How the Alger Hiss Case Explains the Tea Party (Cass R. Sunstein, Oct 29, 2013, Bloomberg)

The Hiss case casts light on why conservatives and liberals are suspicious of each other, on their different attitudes toward elitism, on their understandings of patriotism and on the parallel universes in which they seem to live. [...]

The conviction was stunning, for Hiss had been a member of the nation's liberal elite. A graduate of Harvard Law School and a law clerk for the revered Supreme Court Justice Oliver Wendell Holmes, he held positions of authority in the Agriculture, Justice and State departments.
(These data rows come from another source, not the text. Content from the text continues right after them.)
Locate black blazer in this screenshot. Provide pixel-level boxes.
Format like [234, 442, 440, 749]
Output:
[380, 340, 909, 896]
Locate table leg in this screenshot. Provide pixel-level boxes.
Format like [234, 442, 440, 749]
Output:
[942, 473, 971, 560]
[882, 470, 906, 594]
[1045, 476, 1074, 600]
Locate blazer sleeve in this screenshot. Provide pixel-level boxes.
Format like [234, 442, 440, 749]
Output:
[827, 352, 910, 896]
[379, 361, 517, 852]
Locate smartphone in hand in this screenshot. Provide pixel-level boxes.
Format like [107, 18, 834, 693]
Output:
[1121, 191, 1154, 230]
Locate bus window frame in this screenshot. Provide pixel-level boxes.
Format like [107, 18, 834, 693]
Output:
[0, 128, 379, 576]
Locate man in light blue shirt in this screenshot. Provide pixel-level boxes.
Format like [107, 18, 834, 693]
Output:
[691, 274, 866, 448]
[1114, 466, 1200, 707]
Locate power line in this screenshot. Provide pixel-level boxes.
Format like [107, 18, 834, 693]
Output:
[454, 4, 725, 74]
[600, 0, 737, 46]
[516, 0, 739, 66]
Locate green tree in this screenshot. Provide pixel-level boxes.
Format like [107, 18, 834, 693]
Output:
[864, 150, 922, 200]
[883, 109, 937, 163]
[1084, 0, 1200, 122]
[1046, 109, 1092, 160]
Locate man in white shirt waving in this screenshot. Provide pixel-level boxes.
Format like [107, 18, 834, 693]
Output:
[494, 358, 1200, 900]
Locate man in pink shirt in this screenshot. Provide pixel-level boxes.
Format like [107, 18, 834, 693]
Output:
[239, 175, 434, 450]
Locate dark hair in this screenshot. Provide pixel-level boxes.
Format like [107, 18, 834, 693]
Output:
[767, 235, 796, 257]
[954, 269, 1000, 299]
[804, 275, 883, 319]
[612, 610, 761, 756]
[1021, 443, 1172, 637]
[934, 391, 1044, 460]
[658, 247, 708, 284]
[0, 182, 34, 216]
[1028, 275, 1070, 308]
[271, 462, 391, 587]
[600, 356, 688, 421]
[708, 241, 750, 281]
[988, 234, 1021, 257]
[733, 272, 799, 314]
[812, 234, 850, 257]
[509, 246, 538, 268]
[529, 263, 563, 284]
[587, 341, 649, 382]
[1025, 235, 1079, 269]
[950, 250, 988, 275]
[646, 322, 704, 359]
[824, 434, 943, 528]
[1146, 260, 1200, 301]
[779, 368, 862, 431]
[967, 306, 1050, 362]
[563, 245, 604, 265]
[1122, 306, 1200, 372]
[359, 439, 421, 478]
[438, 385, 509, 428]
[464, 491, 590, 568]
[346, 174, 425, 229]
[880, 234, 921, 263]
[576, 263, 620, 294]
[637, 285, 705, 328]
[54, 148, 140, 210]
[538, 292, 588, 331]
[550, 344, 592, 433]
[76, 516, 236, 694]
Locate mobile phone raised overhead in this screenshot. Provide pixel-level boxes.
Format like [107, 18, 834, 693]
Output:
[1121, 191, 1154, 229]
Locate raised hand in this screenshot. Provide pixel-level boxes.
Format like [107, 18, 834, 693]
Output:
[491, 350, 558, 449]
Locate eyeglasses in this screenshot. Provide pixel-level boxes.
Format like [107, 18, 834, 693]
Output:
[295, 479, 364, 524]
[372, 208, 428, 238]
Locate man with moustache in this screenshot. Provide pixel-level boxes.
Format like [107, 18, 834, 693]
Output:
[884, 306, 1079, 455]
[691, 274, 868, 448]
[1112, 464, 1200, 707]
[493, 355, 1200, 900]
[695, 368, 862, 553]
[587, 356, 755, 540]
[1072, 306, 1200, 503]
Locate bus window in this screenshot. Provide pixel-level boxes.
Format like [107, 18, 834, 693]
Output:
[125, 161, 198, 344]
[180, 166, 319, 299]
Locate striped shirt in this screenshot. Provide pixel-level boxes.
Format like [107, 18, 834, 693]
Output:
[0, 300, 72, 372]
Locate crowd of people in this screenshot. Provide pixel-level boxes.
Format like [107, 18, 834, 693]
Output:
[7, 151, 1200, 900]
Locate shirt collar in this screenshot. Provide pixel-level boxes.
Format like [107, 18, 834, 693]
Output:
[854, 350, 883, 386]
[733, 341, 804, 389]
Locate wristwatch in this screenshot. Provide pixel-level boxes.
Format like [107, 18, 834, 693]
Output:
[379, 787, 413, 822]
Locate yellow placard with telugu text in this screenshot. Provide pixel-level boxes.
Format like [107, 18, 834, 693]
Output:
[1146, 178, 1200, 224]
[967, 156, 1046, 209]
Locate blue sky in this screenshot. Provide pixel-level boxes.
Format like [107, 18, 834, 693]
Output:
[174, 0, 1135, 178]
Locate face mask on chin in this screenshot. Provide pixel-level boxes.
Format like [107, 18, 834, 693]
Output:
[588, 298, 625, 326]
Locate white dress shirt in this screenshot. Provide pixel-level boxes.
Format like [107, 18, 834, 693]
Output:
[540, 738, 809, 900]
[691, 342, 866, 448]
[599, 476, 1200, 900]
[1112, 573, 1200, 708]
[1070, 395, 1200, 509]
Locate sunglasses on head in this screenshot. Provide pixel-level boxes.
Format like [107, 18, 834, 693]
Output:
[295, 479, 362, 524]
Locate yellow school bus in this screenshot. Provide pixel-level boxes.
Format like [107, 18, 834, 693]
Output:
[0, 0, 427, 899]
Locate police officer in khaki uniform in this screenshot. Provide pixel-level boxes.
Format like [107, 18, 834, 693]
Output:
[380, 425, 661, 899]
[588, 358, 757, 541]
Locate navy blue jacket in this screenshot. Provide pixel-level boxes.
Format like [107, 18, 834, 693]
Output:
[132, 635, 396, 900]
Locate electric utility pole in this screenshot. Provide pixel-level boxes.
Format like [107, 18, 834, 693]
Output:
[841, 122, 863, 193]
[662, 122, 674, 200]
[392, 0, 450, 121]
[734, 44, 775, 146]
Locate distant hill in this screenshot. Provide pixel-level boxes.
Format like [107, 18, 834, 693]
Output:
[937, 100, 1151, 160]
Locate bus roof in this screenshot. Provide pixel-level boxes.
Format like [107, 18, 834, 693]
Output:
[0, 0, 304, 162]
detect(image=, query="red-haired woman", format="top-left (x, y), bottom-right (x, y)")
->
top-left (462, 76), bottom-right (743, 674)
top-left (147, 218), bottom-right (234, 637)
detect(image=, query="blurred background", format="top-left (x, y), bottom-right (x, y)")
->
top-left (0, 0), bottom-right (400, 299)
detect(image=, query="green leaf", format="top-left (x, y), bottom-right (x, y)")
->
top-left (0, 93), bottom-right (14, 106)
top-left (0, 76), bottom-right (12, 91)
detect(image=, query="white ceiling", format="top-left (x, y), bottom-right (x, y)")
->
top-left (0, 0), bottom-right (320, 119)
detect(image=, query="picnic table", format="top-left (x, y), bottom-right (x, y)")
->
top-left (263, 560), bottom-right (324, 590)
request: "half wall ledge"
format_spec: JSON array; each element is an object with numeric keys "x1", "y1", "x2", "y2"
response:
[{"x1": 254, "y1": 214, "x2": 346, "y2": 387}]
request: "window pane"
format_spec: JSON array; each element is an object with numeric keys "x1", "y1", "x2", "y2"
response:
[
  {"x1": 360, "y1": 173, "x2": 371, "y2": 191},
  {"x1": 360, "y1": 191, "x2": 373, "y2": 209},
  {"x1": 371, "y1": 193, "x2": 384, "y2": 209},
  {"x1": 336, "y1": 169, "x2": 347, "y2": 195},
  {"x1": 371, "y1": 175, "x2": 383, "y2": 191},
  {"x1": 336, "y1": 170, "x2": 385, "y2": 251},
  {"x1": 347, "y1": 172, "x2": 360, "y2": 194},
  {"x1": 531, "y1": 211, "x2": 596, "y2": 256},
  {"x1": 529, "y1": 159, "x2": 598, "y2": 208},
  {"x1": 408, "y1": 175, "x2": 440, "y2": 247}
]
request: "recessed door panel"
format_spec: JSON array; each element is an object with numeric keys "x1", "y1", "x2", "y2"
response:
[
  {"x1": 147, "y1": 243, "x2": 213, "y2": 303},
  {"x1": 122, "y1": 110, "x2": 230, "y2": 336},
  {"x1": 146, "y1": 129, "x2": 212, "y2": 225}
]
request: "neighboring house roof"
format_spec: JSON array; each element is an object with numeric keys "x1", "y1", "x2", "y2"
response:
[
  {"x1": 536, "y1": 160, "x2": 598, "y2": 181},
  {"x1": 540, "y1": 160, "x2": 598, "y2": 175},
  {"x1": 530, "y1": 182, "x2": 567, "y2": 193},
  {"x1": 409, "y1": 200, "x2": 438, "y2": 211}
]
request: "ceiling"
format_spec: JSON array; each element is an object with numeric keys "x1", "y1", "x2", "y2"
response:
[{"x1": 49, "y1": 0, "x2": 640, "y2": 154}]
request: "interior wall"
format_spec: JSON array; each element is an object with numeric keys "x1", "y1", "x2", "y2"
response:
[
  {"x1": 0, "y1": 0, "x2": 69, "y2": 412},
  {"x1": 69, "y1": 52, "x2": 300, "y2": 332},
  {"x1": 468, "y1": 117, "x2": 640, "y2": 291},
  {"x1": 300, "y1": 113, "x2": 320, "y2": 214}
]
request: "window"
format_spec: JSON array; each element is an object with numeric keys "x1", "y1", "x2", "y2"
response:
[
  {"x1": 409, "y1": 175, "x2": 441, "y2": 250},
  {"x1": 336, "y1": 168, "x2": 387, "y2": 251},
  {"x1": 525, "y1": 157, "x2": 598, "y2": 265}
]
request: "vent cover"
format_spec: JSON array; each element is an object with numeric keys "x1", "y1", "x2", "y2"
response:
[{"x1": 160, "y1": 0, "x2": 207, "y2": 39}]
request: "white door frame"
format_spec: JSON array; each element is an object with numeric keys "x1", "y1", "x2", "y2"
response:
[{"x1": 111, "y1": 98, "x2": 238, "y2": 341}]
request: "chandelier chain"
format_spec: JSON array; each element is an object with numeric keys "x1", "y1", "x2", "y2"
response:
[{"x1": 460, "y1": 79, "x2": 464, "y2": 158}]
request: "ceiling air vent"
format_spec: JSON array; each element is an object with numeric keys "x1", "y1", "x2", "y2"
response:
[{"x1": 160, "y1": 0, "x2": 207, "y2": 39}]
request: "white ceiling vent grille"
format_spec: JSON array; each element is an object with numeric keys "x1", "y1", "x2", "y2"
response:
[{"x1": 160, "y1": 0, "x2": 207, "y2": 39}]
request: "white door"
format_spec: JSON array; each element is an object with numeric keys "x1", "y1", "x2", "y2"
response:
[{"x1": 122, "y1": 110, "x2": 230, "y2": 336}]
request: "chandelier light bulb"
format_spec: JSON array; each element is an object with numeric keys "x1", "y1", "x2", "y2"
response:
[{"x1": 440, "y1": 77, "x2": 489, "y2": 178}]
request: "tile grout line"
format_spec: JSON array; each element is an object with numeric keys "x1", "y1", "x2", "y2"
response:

He was tall, handsome, elegant, gracious, even dashing.

At his 1949 perjury trial, an extraordinary number of liberal icons served as character witnesses for Hiss, including two Supreme Court justices (Stanley Reed and Felix Frankfurter); John W. Davis, who was the Democratic presidential nominee in 1924; and Adlai Stevenson, who was to become the Democratic nominee for the presidency in 1952 and 1956.

By contrast, Chambers was short, plump and badly dressed. He was a college dropout. After abandoning Communism, he became a conservative and a Christian, and he saw the 20th century as a great battle between Communism on one hand and religious devotion on the other. [...]

Most of those who have carefully studied the case, and who have explored evidence emerging long after the trial itself, have concluded that Chambers was telling the truth and that Hiss did indeed perjure himself. But the legacy of the case extends well beyond the issue of Hiss's guilt.

Yes, it's not just that Hiss was guilty, which liberals refused to acknowledge until the Venona transcripts became public, if at all, but that the Ivy Leaguers accusser was a commoner and a Christian to boot.  

The target of the essay is ostensibly the Tea Party but the shot lands on the Left.